- El lustro de Bergoglio como sumo pontífice no fue indiferente al mundo y a la Argentina.
- Sus retos actuales son sellar las diferencias en la Iglesia y acercarse aún más a los marginados.
En marzo de 2015, el papa Francisco sorprendió con una declaración a la televisión mejicana: esperaba que su pontificado fuera breve. “Cuatro o cinco años”.
Aclaró que era sólo una sensación que de vez en cuando lo embargaba. Sin embargo, encendió algunas alertas entre quienes –dos años antes– fueron contemporáneos de una decisión inesperada, la renuncia de Joseph Ratzinger, el papa Benedicto XVI. Para hallar un antecedente había que remontarse a 1415, pero el mundo se notificó de lo imprevisto: el papa también puede renunciar.
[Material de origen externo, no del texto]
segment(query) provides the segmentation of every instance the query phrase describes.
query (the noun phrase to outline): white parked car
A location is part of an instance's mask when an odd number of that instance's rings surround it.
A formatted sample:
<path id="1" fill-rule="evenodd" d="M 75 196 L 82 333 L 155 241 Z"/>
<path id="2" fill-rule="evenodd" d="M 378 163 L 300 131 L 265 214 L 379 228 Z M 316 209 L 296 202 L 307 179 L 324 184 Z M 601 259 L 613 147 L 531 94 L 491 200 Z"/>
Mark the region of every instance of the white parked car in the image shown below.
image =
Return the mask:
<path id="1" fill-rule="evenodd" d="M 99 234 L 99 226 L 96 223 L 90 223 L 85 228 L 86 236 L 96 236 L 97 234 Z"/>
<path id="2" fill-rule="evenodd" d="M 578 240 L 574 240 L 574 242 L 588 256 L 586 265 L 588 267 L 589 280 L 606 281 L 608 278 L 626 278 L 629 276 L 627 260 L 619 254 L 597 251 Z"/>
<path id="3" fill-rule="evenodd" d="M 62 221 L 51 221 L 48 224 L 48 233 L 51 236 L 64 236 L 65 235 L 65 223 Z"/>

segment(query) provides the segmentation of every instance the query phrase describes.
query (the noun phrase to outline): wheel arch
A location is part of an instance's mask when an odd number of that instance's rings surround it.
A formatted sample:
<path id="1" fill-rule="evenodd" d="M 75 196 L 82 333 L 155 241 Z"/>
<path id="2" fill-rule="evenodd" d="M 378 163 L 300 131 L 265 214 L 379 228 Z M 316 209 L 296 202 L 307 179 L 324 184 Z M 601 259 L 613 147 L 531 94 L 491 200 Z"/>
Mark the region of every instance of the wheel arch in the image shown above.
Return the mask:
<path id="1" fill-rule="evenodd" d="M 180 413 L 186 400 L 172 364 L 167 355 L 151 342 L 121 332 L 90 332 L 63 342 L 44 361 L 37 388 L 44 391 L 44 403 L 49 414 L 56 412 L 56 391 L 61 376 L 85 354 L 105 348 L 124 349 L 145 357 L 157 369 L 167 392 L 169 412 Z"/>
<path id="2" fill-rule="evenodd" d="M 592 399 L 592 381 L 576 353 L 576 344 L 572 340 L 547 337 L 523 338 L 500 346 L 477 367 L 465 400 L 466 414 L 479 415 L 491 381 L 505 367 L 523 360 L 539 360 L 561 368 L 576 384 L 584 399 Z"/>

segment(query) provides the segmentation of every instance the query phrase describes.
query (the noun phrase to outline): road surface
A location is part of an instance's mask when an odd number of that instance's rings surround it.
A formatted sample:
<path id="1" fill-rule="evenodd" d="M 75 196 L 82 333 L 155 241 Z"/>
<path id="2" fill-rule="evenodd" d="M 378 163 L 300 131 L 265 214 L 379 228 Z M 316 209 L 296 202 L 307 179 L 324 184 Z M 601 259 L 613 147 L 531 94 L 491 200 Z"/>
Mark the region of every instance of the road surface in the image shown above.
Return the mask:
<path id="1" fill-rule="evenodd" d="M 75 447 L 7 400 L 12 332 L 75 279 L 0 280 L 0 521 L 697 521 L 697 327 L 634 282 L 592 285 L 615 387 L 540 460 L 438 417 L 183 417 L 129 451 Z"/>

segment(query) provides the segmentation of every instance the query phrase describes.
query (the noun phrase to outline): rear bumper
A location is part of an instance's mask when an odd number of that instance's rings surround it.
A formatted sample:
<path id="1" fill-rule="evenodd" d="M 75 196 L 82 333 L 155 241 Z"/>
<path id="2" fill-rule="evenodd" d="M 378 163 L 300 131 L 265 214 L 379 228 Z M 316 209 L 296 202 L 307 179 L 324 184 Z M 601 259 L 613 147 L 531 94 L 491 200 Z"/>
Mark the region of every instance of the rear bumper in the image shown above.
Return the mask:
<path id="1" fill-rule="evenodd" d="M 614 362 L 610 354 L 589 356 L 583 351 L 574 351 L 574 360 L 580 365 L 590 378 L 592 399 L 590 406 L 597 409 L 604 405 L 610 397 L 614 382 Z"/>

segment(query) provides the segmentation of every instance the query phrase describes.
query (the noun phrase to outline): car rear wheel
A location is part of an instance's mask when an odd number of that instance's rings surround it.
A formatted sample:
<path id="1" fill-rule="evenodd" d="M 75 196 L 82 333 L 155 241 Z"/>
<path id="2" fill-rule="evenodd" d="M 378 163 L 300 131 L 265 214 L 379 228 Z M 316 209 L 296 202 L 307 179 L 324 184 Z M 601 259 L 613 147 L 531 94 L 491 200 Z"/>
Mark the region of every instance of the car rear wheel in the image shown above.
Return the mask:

Jorge Bergoglio, el papa Francisco, cumple cinco años de su pontificado y nadie presume que pueda transformar aquella vaga sensación de brevedad que intuyó en México en una decisión de alto impacto. Pero, después de un lustro, su papado ya no es el remanso de novedad de los primeros meses posteriores a su consagración.
La más reciente resolución que ha comunicado el Vaticano define como ninguna otra el marco previo al quinto aniversario de Francisco. Esta semana se firmó el decreto que hará santo a otro de sus antecesores, el papa Giovanni Montini, Pablo VI.
La canonización sería coincidente con el Sínodo de Obispos previsto para octubre próximo. Esa asamblea global de obispos fue precisamente una innovación de Pablo VI y una consecuencia de la descentralización dispuesta por el Concilio Vaticano II.
No sólo Pablo VI será santo. También Oscar Arnulfo Romero, el obispo salvadoreño asesinado por escuadrones de la muerte el 24 de marzo de 1980.
Romero había denunciado enfáticamente las violaciones a los derechos humanos perpetradas por los militares salvadoreños. Romero será santo por haber muerto in odium fidei, por “odio contra la fe”. Martirizado, no necesita acreditar ningún milagro.
Con esta decisión, Bergoglio habrá elevado a los altares a todos los papas que timonearon efectivamente a la Iglesia desde el Concilio Vaticano II: Angelo Roncalli, el papa Juan XXIII ya es santo, al igual que Karol Wojtyla, Juan Pablo II.
Albino Luciani, el papa Juan Pablo I, duró sólo 33 días. Y Ratzinger todavía vive.
Romero, además, es considerado por muchos como la contraparte ideológica de José María Escrivá de Balaguer, el fundador del Opus Dei al que el papa Karol Wojtyla canonizó en su momento.
Si Bergoglio está pensando en el breve tiempo que tiene para preparar su legado, es evidente que busca sellar con su gestión la enorme fisura que se abrió en la Iglesia posconciliar.
Y lo está haciendo con una interpretación de la articulación interna que parece evocar una consigna cercana: todos unidos triunfaremos.
Con esta audaz operación política, Bergoglio intentará mitigar las dificultades que en los últimos dos años ensombrecieron su papado.
Tras el impacto inicial que provocó con un hábil manejo de la gestualidad, los tropiezos de su promesa reformista comenzaron a transformarse en francos desafíos contra su liderazgo.